The Nate achieved its first successes during the campaigns in China in 1938. More advanced than its opponents in that theatre, the Ki-27 quickly gained supremacy as its pilots found the aircraft well suited to their dogfighting practices that relied on high maneuverability and what could best be described as aerobatics. As the book details, many of the JAAF’s leading aces in WWII began their careers in the Nate while serving first in China, and then against the Russians in the Nomonhan conflict. During that four-year period, Nate pilots reigned supreme and continued to hold their own against the faster and better-armed aircraft they began to encounter late in 1941 when the AVG entered the picture.
In time, however, the writing was on the wall for the poorly armored Ki-27, and the Nate began to be replaced by the Ki-43 Oscar. By 1943, the Nate was considered obsolete but continued to soldier on in air defense roles. Later, it found an important role as an armed fighter trainer. Then, nearing retirement, the little fighter was modified to carry a centerline bomb in desperate kamikaze attacks on Allied ships…a rather inglorious end for what was the JAAF’s near legendary fighter from 1938 to 1941.

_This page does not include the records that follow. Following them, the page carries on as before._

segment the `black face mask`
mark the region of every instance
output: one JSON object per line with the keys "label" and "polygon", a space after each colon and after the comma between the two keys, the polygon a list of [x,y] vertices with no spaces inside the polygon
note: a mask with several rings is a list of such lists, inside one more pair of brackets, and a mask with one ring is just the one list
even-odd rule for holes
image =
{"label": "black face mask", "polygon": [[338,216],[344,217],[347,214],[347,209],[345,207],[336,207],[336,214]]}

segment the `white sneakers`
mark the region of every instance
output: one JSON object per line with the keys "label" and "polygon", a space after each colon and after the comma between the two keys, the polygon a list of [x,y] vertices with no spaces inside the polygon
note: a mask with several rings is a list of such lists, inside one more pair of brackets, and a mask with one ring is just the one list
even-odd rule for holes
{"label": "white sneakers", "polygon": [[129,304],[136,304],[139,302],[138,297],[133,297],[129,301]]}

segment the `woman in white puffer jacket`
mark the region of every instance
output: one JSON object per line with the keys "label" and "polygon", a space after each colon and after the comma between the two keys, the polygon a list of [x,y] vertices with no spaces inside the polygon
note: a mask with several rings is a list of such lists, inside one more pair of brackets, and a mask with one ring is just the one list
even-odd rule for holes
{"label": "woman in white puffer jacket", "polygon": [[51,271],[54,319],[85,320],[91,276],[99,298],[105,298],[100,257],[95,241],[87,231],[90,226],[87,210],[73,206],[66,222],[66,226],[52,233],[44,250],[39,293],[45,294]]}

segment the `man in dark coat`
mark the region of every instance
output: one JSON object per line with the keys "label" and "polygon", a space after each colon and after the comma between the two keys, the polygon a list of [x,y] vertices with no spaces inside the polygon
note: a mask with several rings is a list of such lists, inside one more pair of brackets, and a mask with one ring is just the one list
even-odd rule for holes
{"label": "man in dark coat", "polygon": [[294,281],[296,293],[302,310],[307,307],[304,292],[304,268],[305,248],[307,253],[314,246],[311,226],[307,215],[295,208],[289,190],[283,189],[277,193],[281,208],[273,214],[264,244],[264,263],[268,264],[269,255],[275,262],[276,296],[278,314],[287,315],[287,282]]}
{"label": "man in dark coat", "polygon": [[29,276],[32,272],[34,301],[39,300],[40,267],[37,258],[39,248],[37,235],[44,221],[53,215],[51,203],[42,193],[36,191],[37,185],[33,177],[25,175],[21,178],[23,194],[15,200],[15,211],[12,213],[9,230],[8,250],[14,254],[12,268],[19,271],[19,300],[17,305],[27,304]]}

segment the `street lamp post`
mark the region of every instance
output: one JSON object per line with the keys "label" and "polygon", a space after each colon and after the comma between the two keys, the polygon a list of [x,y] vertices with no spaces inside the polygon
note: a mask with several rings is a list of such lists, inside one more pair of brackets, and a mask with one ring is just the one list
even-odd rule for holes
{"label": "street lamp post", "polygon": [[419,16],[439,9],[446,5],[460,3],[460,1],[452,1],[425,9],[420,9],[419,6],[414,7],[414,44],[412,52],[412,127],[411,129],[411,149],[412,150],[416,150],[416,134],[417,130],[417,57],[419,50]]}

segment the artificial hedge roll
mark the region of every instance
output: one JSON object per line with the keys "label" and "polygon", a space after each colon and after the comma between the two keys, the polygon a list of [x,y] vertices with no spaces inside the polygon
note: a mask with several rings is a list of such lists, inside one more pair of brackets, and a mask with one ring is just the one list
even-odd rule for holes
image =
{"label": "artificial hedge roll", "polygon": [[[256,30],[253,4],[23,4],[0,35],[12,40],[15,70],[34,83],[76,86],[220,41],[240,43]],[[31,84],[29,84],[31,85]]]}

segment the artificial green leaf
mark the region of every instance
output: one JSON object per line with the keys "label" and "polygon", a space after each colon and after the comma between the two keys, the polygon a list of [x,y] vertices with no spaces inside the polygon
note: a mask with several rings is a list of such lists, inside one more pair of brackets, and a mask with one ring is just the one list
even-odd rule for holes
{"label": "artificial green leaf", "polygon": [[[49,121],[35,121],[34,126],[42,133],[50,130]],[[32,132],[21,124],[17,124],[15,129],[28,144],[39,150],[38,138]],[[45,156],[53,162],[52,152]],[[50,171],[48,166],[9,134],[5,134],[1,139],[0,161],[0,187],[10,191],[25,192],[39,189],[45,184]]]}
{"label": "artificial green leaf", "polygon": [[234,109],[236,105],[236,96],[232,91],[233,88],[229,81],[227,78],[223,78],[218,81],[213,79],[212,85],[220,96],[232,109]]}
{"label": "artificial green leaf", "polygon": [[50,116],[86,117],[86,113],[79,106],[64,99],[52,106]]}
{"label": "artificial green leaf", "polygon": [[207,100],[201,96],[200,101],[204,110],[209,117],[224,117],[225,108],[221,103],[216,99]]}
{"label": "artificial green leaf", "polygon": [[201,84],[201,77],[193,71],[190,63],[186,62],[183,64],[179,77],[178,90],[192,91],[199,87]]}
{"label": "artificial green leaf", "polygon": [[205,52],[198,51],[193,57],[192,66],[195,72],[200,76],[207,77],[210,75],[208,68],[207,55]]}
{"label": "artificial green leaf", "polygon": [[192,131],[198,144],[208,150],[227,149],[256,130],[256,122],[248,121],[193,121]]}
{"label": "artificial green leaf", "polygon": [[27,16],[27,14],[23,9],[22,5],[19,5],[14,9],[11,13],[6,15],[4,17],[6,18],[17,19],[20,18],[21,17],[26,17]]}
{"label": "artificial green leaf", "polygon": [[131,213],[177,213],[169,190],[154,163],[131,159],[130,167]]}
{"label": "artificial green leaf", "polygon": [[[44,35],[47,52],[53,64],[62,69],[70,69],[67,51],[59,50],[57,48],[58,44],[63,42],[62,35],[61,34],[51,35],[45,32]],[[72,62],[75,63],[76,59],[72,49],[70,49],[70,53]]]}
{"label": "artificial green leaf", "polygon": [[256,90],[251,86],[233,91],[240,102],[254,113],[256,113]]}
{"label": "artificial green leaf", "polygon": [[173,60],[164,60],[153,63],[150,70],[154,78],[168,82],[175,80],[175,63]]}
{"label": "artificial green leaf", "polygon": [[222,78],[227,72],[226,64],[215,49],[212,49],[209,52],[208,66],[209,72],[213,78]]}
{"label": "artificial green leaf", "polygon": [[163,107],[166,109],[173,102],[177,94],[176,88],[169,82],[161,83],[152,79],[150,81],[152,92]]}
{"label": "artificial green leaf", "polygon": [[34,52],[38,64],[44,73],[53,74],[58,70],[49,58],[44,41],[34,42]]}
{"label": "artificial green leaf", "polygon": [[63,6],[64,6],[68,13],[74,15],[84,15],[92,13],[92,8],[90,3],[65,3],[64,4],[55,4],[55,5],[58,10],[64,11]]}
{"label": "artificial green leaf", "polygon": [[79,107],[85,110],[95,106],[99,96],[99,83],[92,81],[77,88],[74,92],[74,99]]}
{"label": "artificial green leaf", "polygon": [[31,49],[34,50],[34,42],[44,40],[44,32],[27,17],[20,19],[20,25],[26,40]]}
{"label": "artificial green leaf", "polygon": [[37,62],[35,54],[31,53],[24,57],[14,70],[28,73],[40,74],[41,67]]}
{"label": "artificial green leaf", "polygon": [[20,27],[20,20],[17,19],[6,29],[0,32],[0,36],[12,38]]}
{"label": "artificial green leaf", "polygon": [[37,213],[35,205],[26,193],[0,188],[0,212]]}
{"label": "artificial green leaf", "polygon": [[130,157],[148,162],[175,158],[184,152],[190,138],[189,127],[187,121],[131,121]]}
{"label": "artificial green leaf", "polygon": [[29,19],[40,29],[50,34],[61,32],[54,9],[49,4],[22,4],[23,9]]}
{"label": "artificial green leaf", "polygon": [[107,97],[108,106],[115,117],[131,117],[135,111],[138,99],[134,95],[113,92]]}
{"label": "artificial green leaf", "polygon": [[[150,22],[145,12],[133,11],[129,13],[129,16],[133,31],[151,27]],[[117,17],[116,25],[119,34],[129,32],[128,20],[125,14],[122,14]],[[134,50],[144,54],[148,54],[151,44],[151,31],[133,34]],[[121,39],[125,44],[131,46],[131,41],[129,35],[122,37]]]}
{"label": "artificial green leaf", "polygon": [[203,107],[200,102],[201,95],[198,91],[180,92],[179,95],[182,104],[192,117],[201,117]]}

This book by Nicholas Millman is hard to put down. Author Millman is a recognized expert on the subject of Japanese aviation, having developed and maintains one of the most respected websites on the subject, www.aviationofjapan.com, and his credentials are confirmed in the 96 pages of Osprey Aircraft of the Aces #103. The narrative is well written, well documented, and the chronological organization of the chapters makes for an interesting read. The text is complimented by seventy period photos, 31 color profiles plus two plan views, a full listing of Ki-27 Aces (with claims and credited scores), a bibliography, and an index.
- INTO ACTION OVER CHINA
- THE CRUCIBLE OF NOMONHAN
- ACTION OVER THE PHILIPPINES
- MALAYA, THE EAST INDIES AND BURMA
- FACING A NEW ENEMY IN CHINA
- CONSOLIDATION AND DEFENSE
The book is highly recommended to anyone with an interest in this aircraft, its influence on aerial combat during the early years of the Pacific War, and the stories of the pilots who achieved Ace status while flying this outstanding little fighter. My thanks to Osprey Publishing and IPMS/USA for the opportunity to read and review it.